Un conto salatissimo: 459 milioni di euro. È quello presentato dallo tsunami che ha travolto le Borse mondiali alle 42 società quotate a Piazza Affari che negli ultimi 18 mesi – la durata massima prevista dalla legge – hanno effettuato piani di buyback. La somma, ricavata da «Plus24» sui dati forniti dalle società, rappresenta le minusvalenze (potenziali) sui titoli propri trattati nelle 55 operazioni di riacquisto avviate, sospese, riprese e terminate tra il 2007 e i primi mesi di quest'anno.
Con i listini che cominciavano a battere la fiacca, dall'estate 2007 molti manager hanno creduto di poter impiegare fruttuosamente parte delle riserve o l'eccesso di liquidità investendoli in programmi di buyback, magari dedicati a piani di incentivazione azionaria.
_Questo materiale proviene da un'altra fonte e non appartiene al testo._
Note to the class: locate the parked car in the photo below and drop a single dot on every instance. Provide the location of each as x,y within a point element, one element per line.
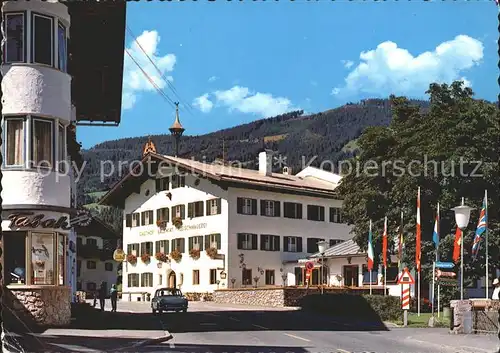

In seguito, quando le Borse hanno iniziato ad avvitarsi in picchiata, alcuni Cda hanno cercato – quasi sempre pressoché inutilmente – di sostenere i propri titoli con piani di riacquisto finalizzati a «contenere movimenti anomali delle quotazioni e per regolarizzare l'andamento delle negoziazioni e dei corsi, a fronte di fenomeni distorsivi legati a un eccesso di volatilità o una scarsa liquidità degli scambi», secondo le modalità indicate dall'articolo 144-bis del regolamento Consob 11971 del 1999. Pochissimi invece i casi in cui i programmi concedevano agli amministratori anche l'opzione di "disposizione" (quindi di possibile rivendita) dei titoli propri. Ma nessuna delle 42 società contattate ha raggiunto il tetto del 10% di azioni proprie previsto dagli articoli 2357 e seguenti del Codice civile. Anzi: a causa del crollo dei mercati seguito al crack di Lehman Brothers, tra i 55 piani di riacquisto i danni minori alle casse societarie sono stati causati proprio da quelli sospesi o chiusi in anticipo, quando le azioni acquisite erano ancora poche.
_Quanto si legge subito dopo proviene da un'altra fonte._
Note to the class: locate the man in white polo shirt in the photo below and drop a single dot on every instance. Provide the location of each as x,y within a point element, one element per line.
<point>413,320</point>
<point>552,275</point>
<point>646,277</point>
I 55 programmi analizzati da «Plus24» coprono tutto lo spettro delle quotate. Si va da large cap tra cui alcuni nomi eccellenti dell'S&P Mib (come A2A, Atlantia, Autogrill, Benetton, Exor, Finmeccanica, Lottomatica, Mondadori, Prysmian, Saras) a middle e small cap (Aeffe, Amplifon, Ansaldo Sts, Ascopiave, BasicNet, Beni Stabili, Bialetti, Coin, Damiani, d'Amico International Shipping, El.En., Eurotech, Fiera Milano, Gefran, Igd, Ima, Isagro, Kme Group, Maire Tecnimont, Marr, MutuiOnline, Permasteelisa, Poligrafica San Faustino, Poltrona Frau, Reply, Sabaf, Saes Getters e Tiscali), magari quotate all'Expandi (Borgosesia, Bouty Health Care, Conafi Prestitò, Kerself). Il ventaglio vede presenti tutti i settori, con un'unica – notevolissima – eccezione: non c'è quello bancassicurativo (con la parziale eccezione rappresentata da Conafi).
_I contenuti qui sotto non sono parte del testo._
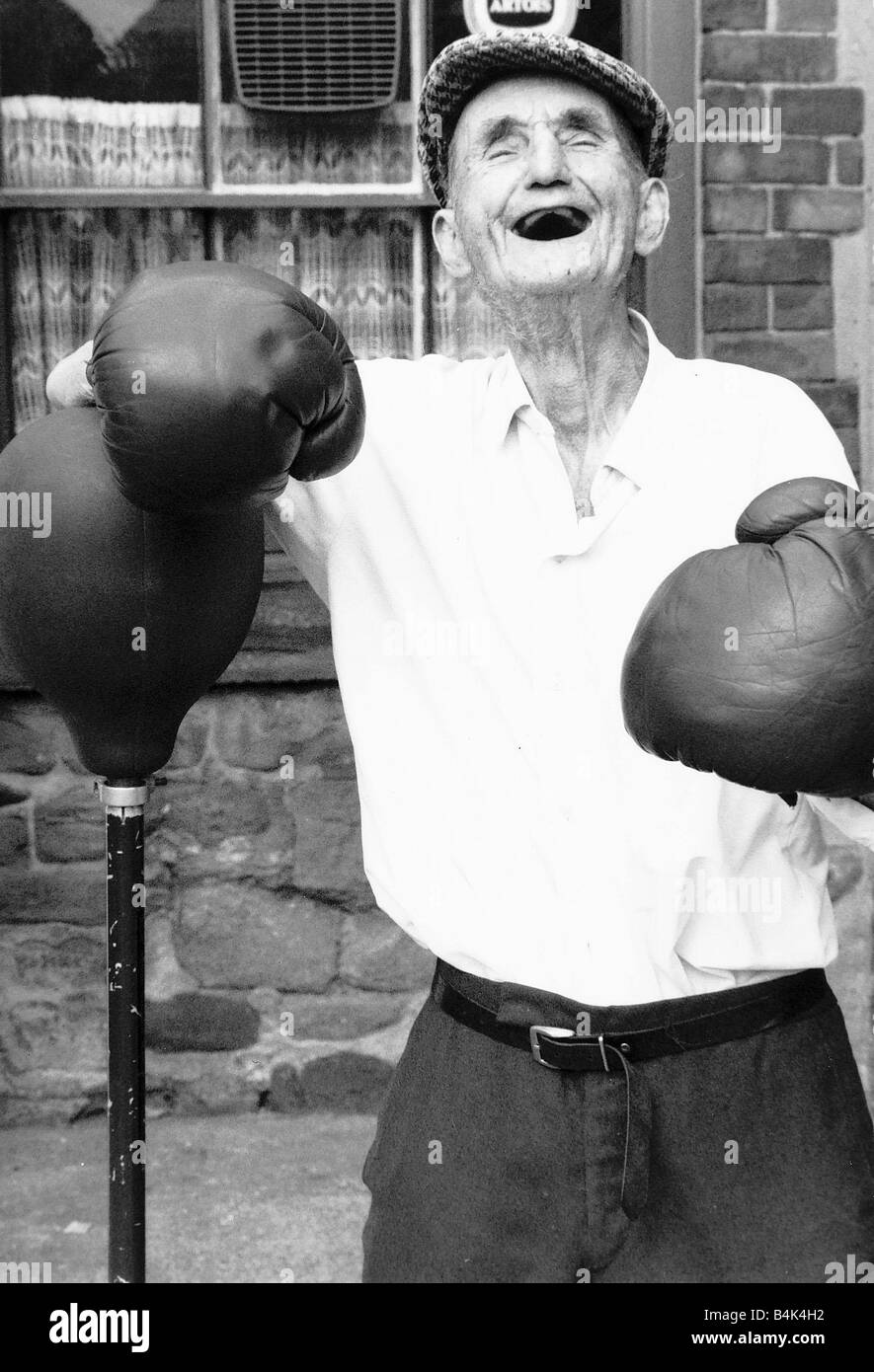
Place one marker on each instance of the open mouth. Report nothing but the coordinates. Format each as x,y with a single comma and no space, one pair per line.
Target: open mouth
560,221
L'analisi ha confrontato gli esborsi complessivi dei singoli programmi, in base ai valori medi di carico, con i prezzi di riferimento segnati in Borsa venerdì 6 marzo. Chi ne esce peggio in termini assoluti è Atlantia: al 31 dicembre 2008, data in cui si è concluso il buyback, Atlantia deteneva 11,48 milioni circa di azioni proprie (il 2% del capitale), acquistate nei primi nove mesi del 2008 al prezzo medio di 18,79 euro per azione (inclusi gli oneri accessori), per un controvalore di 215,6 milioni. Al 6 marzo, quando il titolo segnava un prezzo di riferimento di 9,975 euro, la minusvalenza superava i 101 milioni.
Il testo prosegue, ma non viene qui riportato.